If I had one teeny tiny complaint, it's that Stanley's expressive and powerful voice is perhaps too front and center. That's sort of a traditional way to spotlight a fascinating singer who's backed up by talented musicians--Julie London's amazing LPs feature that sort of balance, but for some reason I'm more forgiving because it allows a more interesting historical perspective on the recording. With The Moonlight Sessions it sounds as if you're about three or four rows back, and Stanley has climbed down into the crowd and is now singing at your table.
That's certainly not a bad thing, but I do notice it.
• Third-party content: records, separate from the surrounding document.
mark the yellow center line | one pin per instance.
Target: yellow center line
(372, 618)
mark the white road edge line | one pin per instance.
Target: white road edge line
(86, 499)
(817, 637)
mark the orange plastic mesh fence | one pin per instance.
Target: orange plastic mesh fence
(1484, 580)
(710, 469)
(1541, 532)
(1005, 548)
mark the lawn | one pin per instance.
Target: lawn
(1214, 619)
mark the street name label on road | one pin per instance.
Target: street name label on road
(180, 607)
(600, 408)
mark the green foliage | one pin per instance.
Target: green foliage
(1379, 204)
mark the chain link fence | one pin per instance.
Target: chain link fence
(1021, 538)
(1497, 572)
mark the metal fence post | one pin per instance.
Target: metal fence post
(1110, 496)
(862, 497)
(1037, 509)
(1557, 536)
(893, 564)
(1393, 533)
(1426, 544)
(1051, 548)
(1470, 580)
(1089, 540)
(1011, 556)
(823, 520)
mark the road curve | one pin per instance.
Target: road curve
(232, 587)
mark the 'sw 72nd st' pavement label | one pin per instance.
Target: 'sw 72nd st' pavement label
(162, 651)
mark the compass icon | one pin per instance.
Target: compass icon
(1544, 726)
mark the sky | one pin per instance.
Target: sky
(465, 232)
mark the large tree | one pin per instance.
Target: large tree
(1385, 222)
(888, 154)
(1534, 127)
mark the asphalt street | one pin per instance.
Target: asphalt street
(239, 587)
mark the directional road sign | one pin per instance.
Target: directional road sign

Other than that, I think her voice is incredibly sexy and inviting. It's much closer to London than too-cool-for-school Krall and for that reason I'll be more than happy to bring this to all future trade shows. Unless, of course, I get a hold of one of those LPs.
Monday, July 31, 2017
My latest Vinyl Anachronist column for Perfect Sound Forever is now live! This one is my take on the 50th Anniversary LP pressing of Sgt. Peppers. You can read it here.
Sunday, July 30, 2017
My review of Sasha Matson's new LP, produced by Stereophile's John Atkinson, is now live at Positive Feedback. You can read it here.
Saturday, July 29, 2017
My latest cigar column for Part-Time Audiophile is now live! This one is about boutique cigars and how they will survive the upcoming FDA regulations. You can read it here.
Friday, July 14, 2017
The week of "female vocals" continues since I have plenty of these in The Pile. But you know me. I get bored if I listen to the same type of music over and over. I like to mix it up. I like to stay engaged.
Michelle Bradley's Body and Soul is about as far from Kathy Sanborn as it gets, at least as far as contemporary female jazz singers and their recordings go. Sanborn's album was slick, polished, progressive and different, but it was also wrapped in a gauze that made it a little difficult to crawl around and explore. It sounded soft and indistinct. It was also intriguing, but I felt that the beautiful melodies could have been energized by a few more musical risks here and there. Ms. Bradley's new collection of jazz standards, Body and Soul, is razor-sharp, simple and straightforward. These are classic songs performed by a supremely gifted vocalist--and that's sort of the point. Listen to this voice everyone!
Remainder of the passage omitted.